How to simplify your contracts

Assuming you all somewhere have a contract, agreement or set of T&C that are perhaps a little on the bloated side, where would you start with simplifying them?

6 steps to contract heaven

First, consider the purpose of your contract. Is it primarily to manage to transaction/project or to enforce legal rights/remedies? Work on the 80:20 rule that 80% of your content should support your contract’s primary purpose.

Second, ensure your contract is easy to create for each project by extracting all variable or project-specific information and place it either in an Annex or (preferably) in a Key Data page.
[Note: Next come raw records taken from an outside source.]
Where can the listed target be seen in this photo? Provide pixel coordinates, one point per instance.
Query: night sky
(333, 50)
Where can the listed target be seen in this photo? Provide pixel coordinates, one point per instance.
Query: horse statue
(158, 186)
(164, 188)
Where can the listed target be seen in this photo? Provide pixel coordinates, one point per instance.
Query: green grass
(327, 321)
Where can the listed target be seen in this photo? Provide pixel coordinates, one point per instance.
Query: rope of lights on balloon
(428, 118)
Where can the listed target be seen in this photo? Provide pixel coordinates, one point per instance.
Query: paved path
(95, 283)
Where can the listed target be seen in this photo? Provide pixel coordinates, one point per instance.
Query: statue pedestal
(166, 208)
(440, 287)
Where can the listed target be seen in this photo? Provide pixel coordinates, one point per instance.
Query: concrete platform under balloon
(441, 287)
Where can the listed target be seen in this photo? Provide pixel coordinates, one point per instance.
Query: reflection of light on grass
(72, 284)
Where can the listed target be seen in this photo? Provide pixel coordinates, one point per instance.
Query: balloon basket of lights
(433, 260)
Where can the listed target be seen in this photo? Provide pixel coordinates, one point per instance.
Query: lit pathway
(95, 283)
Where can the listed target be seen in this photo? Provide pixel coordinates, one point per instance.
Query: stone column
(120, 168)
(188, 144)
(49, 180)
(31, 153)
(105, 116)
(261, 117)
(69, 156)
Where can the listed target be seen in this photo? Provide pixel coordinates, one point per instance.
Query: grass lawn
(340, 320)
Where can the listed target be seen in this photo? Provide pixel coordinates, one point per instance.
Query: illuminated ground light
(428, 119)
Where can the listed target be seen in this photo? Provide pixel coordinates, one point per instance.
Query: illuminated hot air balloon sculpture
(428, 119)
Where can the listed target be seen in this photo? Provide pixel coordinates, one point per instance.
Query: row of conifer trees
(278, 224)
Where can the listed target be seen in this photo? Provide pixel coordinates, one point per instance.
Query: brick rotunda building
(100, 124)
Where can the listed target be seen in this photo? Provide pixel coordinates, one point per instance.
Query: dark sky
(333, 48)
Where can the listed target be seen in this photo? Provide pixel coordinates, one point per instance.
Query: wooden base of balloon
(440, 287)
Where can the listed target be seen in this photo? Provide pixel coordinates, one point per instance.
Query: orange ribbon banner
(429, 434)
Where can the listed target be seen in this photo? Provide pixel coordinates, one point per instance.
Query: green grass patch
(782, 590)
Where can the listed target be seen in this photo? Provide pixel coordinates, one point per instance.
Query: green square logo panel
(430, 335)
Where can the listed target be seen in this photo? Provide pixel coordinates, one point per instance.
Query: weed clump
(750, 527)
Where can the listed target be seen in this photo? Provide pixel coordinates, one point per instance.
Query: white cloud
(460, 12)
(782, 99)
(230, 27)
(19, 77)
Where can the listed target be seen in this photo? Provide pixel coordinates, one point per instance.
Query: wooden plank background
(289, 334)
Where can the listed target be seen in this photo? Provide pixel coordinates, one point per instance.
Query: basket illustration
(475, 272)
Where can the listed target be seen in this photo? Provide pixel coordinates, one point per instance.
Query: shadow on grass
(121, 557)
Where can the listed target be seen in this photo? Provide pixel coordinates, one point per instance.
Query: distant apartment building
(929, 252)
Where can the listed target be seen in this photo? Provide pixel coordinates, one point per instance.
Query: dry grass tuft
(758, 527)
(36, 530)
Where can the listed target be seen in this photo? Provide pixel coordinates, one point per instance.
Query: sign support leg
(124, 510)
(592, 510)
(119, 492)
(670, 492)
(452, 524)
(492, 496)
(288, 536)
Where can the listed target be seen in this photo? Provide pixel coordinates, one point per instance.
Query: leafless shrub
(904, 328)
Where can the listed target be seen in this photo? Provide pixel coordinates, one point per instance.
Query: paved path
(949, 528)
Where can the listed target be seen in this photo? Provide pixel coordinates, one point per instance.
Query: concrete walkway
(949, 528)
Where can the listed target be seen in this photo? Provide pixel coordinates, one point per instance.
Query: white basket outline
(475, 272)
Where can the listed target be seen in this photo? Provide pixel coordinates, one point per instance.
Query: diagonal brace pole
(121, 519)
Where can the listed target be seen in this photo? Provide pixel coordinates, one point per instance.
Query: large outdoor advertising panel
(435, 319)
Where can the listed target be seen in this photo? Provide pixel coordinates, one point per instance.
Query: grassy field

This means you have your contract data ‘at a glance’ in one easy to fill-in section.

Third, carry out a contract-mapping process. Take all the current content that fits your purpose (see 1st step), and categorise it into meaningful headings. The first few clauses should deal with the most important elements like the parties’ responsibilities, time, cost and quality. You can also organise the information chronologically where relevant.

Fourth, focus on the intent of each clause, paragraph or section. What is it really trying to do? How does it change behaviours? Try and convey that meaning in the simplest way.

Fifth, ensure any obligations, responsibilities, duties and processes are expressed as a positive task. Instead of saying what the suppliers cannot do, say what they can do. Make any constraints objectively clear and easy to understand.

Sixth, remove all duplication with other contracting processes or documents such as on-boarding, codes of conduct, charters. If there are lots of policies or rules that all your suppliers have to comply with, consider creating a code of conduct that is easy to update outside your contractual framework.

What should you do?

Consider carefully if your existing contracts are easy to complete, understand and use. If not, simplify!